Quel est le secret de réussite? Pendant les leçons de conduite, Séverine Guyard explique que ses élèves n’ont jamais le même moniteur. « C’est à prendre ou à laisser et je pense que ça contribue pas mal à notre réussite », explique cette monitrice de 47 ans, qui voit ça comme un atout.
L’objectif est que ses élèves ne s’habituent jamais aux habitudes ou à la manière de faire d’une seule personne. « Ça les prépare au mieux pour le jour J, où ils seront assis à côté d’un inspecteur inconnu », défend la professionnelle.
De plus, la décision d’inscrire ou non l’élève à l’examen se prend de manière collégiale: « Chez nous c’est un travail d’équipe, on discute ensemble et on connaît tous les points forts et les points à améliorer des futurs candidats, et ça nous permet de ne les présenser que quand ils sont véritablement prêts. »
« Ce n’est pas aux élèves de décider quand ils sont prêts ou pas », abonde Mathieu Blanchet, cogérant de l’auto-école Blanchet de Durtal (Maine-et-Loire), « fier » de son taux de réussite de 90,24% au premier trimestre 2024.
« Présentez des élèves prêts et ne vous laissez pas ‘bouffer » par ceux qui vous mettent la pression pour avoir une date d’examen le plus vite possible! », lance-t-il à ses collègues.
La conduite accompagnée, le plus
Ce moniteur, gendarme réserviste en parrallèle, attribue les bons résultats de son auto-école à son haut niveau d’exigence. « Je prend mon métier très au sérieux.

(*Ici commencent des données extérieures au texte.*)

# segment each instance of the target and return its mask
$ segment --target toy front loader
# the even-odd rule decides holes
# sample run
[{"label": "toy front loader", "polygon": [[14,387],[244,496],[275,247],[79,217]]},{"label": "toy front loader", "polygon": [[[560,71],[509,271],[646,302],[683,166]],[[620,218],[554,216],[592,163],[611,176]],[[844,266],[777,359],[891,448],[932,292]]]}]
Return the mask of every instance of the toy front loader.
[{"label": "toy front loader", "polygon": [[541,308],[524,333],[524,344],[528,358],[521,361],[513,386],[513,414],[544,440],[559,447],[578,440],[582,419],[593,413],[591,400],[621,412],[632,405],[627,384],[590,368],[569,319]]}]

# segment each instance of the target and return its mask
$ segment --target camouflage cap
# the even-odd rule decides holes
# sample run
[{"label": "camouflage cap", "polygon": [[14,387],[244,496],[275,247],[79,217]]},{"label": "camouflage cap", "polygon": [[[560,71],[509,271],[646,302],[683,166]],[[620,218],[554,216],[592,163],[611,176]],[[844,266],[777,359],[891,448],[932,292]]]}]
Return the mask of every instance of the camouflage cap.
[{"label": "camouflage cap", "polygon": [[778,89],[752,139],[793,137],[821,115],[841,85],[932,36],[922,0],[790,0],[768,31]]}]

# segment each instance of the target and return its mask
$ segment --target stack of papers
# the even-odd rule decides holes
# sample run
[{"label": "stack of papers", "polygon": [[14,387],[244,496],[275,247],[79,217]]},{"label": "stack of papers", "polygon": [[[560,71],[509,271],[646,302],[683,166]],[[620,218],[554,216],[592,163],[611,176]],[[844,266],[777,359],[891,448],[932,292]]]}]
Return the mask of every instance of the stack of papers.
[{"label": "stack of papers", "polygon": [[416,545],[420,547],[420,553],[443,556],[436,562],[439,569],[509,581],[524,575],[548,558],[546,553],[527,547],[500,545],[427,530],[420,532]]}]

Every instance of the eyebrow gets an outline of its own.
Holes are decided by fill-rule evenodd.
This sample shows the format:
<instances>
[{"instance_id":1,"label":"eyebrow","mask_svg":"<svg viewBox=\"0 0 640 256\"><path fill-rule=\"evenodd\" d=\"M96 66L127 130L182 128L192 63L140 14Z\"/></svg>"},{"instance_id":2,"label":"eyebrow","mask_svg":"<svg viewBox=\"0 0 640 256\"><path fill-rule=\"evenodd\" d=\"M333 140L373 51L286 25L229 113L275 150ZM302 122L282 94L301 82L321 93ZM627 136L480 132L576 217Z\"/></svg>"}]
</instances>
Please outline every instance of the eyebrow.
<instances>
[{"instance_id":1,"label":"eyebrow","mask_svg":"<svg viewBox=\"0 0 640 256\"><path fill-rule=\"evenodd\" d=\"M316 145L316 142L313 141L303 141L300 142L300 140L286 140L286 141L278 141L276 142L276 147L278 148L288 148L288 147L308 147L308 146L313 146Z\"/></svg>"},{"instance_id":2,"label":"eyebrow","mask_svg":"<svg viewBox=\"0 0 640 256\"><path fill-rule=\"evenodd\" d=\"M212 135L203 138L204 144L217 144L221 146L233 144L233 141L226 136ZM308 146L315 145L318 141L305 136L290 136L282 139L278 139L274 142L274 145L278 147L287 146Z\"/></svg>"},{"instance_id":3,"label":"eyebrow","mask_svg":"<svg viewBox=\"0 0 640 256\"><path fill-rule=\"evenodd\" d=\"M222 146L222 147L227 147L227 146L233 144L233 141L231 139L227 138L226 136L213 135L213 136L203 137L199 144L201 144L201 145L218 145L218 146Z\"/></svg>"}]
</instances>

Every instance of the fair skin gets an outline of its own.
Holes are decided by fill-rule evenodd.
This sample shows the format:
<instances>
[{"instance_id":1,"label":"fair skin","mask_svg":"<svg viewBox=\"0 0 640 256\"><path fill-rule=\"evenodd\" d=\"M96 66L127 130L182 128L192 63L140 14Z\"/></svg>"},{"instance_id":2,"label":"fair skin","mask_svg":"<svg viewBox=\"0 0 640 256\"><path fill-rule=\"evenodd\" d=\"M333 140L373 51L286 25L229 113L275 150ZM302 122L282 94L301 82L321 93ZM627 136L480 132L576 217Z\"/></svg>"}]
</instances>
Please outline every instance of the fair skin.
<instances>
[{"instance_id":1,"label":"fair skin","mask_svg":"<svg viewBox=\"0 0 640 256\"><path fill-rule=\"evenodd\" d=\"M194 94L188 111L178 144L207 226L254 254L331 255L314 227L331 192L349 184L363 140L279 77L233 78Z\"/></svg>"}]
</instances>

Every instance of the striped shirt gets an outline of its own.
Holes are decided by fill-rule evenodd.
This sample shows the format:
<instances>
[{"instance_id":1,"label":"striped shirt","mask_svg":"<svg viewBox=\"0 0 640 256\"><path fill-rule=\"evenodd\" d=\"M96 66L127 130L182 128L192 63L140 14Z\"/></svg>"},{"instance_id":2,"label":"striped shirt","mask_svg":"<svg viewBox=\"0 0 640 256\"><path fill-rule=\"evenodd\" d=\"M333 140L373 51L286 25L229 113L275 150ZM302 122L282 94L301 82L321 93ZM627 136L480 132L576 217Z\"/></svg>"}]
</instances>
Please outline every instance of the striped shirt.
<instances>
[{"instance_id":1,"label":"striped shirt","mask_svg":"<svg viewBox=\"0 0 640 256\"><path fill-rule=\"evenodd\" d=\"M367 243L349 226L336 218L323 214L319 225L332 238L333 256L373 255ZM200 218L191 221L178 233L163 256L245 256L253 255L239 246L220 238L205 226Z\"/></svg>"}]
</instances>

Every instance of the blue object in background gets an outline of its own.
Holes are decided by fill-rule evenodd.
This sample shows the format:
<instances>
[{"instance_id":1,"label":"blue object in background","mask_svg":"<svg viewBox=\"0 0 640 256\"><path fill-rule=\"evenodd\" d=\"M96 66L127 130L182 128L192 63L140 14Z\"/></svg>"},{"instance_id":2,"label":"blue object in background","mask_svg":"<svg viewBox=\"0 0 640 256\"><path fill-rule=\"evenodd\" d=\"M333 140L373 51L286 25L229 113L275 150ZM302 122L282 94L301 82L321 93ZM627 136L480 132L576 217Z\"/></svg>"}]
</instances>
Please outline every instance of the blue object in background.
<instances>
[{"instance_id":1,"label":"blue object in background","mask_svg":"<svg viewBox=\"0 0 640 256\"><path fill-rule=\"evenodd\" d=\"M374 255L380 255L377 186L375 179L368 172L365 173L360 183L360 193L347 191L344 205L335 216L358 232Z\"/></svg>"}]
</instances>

En tant que gendarme, les morts de la route, je les ai vus. Je n’oublie pas qu’au volant, les élèves ont une arme entre les mains et que mon rôle est de faire en sorte qu’ils la maîtrisent le mieux possible. »
L’outil le plus efficace pour cela, pour beaucoup de professionnels, reste la conduite accompagnée. À l’auto-école Talon de Delle (Territoire de Belfort), plus de la moitié des élèves suivent ce dispositif qui « fait toute la différence », selon la gérante Aurélia Talon. « C’est le meilleur moyen de l’avoir du premier coup avec peu d’heures de conduite », développe la monitrice de 47 ans, qui peut se vanter d’avoir atteint un taux de réussite de 86,9% de réussite à l’examen pour les 61 candidats du début d’année.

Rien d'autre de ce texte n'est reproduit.